Politik: Der größte anzunehmende Ernstfall

Serbiens Koalition will weiterregieren – obwohl Premierminister Ivica Dacic Kontakte zur Drogenmafia eingestehen musste.

Berlin/Zagreb - Er konnte sich ganz von seiner generösen und staatsmännischen Seite zeigen. Obwohl seine Partei derzeit davon am meisten profitieren würde, werde er von Neuwahlen absehen, sagte der serbische Vizepremier Aleksandar Vucic am Montag.

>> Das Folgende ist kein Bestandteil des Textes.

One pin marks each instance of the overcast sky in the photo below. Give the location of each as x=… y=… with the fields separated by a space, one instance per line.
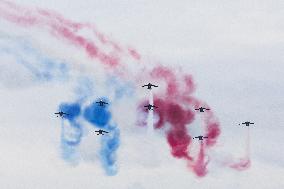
x=233 y=49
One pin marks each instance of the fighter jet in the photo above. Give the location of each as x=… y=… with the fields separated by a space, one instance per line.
x=201 y=109
x=149 y=86
x=101 y=103
x=200 y=137
x=61 y=114
x=150 y=107
x=247 y=123
x=101 y=132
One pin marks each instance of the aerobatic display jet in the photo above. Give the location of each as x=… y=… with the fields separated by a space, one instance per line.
x=101 y=103
x=200 y=137
x=150 y=107
x=149 y=86
x=101 y=132
x=247 y=123
x=201 y=109
x=61 y=114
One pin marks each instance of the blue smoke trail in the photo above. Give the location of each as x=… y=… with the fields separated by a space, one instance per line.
x=39 y=65
x=71 y=133
x=100 y=117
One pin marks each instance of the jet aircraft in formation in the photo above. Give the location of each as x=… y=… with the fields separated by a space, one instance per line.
x=101 y=103
x=200 y=137
x=61 y=114
x=247 y=123
x=150 y=107
x=201 y=109
x=149 y=86
x=101 y=132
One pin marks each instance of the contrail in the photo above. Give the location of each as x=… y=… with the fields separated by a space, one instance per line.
x=150 y=118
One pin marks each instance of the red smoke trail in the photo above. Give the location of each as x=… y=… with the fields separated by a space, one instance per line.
x=175 y=108
x=67 y=30
x=175 y=103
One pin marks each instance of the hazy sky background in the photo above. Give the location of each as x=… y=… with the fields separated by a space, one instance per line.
x=233 y=49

Denn seiner Fortschrittspartei (SNS) seien die Interessen des Staates und der Bevölkerung ein noch größeres Anliegen als die Partei. Die SNS, die stärkste Partei in der serbischen Regierung hatte noch kurz gedroht, den Koalitionspartner, die Sozialisten (SPS) unter Premier Ivica Dacic, fallen zu lassen.

Am Wochenende berichteten serbische Medien, dass Premier Dacic 2008 eines der Mitglieder eines Drogenrings getroffen hatte. Dacic musste dies am Wochenende auch zugeben – und stürzte die erst seit Juli 2012 regierende Koalition seiner reformierten Milosevic-Partei mit der nationalistischen Fortschrittspartei in eine tiefe Krise. Erst am Freitag hatte Justizminister Nikola Selakovic von der SNS bei einem Besuch in Berlin dem Kampf gegen Korruption und Organisierte Kriminalität höchste Priorität eingeräumt. „Es gibt in Serbien keine unantastbaren Personen mehr“, sagte der 29 Jahre alte Minister dem Tagesspiegel. Dies gelte für Opposition und Regierungslager gleichermaßen. „Jeder, gegen den die zuständigen Behörden Beweise vorlegen können, dass er gegen Gesetze verstoßen hat, muss sich verantworten“, sagte Selakovic weiter. In seinem Ministerium würden derzeit gleich mehrere Strategien gegen Korruption und Organisierte Kriminalität ausgearbeitet. Das wichtigste Prinzip laute dabei: null Toleranz.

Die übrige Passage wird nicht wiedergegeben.